La fuente de toda esperanza
En esta mañana de domingo pareciera que en nuestro mundo todo sigue igual… Sin embargo, en la fe celebramos el acontecimiento más novedoso y transformante de toda la historia: Jesús, el Crucificado, ¡ha resucitado! Es el vencedor de todo lo que destruye al ser humano, vencedor del pecado y la muerte. ¡Es el Señor de toda la creación!
Y no nos dejemos engañar por las apariencias de que todo sigue igual en nuestro mundo, porque en la resurrección del Señor Jesús toda la creación queda abierta a su destino de plenitud en Dios, puesto que “ya que han resucitado con Cristo, busquen las cosas de arriba” (Col 3, 1).
Los que mataron a Jesús, ciertamente pensaban que estaban diciendo la palabra última y definitiva: “lo matamos, nos libramos de este estorbo para nuestros planes, y en poco tiempo se acabará el revuelo que causó con lo que dijo e hizo”. Pero, allí donde el drama humano del pecado se desplegaba con aparente impunidad y la muerte parecía ser el sello definitivo de su victoria; allí donde los hombres pretendían poner el sello definitivo de su victoria, allí mismo es Dios quien ha dicho la última palabra, desmontando el drama humano del pecado y venciendo la muerte en su propio terreno.
Pocos días después de la ejecución del Señor Jesús, sus discípulos proclamaban en las calles de Jerusalén: “Jesucristo, el que ustedes mataron, ha resucitado, ¡vive!”. Así, la resurrección del Señor Jesús es el sello definitivo de su historia y de la historia de todos los hombres y mujeres. Es el sello de que, en la historia, la última palabra pertenece a Dios, incluso ante algo que parece tan poderoso como la muerte.
Este es el centro de la fe cristiana y es la raíz de nuestra esperanza, al punto que “si Cristo no hubiera resucitado, vano sería nuestro anuncio y vana sería nuestra fe” (1 Cor 15,14). Si Jesús no hubiera resucitado, sólo sería uno más en una galería de personajes célebres de la historia, sería el recuerdo de un hombre justo y lleno de bondad y sabiduría que -como tantos otros- cayó ante los poderes de este mundo.

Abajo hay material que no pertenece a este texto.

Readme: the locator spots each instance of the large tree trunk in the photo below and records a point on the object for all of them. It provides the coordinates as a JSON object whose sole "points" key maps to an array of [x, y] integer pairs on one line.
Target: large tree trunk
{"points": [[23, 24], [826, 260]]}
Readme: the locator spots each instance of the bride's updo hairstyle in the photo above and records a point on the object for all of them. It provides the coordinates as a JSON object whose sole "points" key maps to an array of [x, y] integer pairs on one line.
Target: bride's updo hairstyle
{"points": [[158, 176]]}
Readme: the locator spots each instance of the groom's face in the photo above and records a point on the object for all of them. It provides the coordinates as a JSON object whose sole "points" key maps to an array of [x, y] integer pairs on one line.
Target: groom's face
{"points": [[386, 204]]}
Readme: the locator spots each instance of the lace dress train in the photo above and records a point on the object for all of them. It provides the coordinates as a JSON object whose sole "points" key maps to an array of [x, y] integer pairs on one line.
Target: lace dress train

En su vida y en su pasión, el Señor Jesús no ha caminado hacia el fracaso, como piensan quienes se sitúan desde la fuerza, la razón, el dinero o el poder mundano; su historia no termina en una tumba -que está vacía-, sino que su triunfo; su éxito y fecundidad están en las manos de Dios que lo ha resucitado y constituido Señor de todo lo creado. La última palabra no la han tenido ni el emperador romano ni Pilatos, la última decisión no fue la de Caifás o Herodes, sino que en el Resucitado se manifiesta que Dios es el defensor de los que no le importan a nadie, y sólo hay una manera de seguirlo: jugarse en la defensa de los pequeños e indefensos, poner vida donde otros ponen muerte; estar junto a los que sufren y con las víctimas, y luchar siempre contra los que hacen sufrir.
Nuestra fe vive de la resurrección del Señor Jesús. Nosotros no seguimos a un muerto, por muy ilustre que sea; sino que seguimos al Viviente, al vencedor del pecado y de la muerte, el cual es la fuente de nuestro humanismo y renovación espiritual, la fuente de una vida que no acabará nunca, porque es una vida en Dios.
Proclamar la resurrección de Jesús es anunciar lo que resulta increíble en la lógica de este mundo, que el camino del Señor Jesús como Siervo es un itinerario de éxito pleno; el grano de trigo muerto en tierra ha dado una espiga nueva en el Resucitado y en la comunidad creyente que vive de la vida entregada del Señor Jesús.
Este poder de Dios manifestado en la fuerza de la resurrección es el que está actuando en nuestro mundo buscando lo que está muerto, abatido, empobrecido y humillado, para conducirlo a la plenitud de lo humano: una vida en el amor de Dios.
¡Feliz Pascua del Señor Jesús resucitado para todos y todas!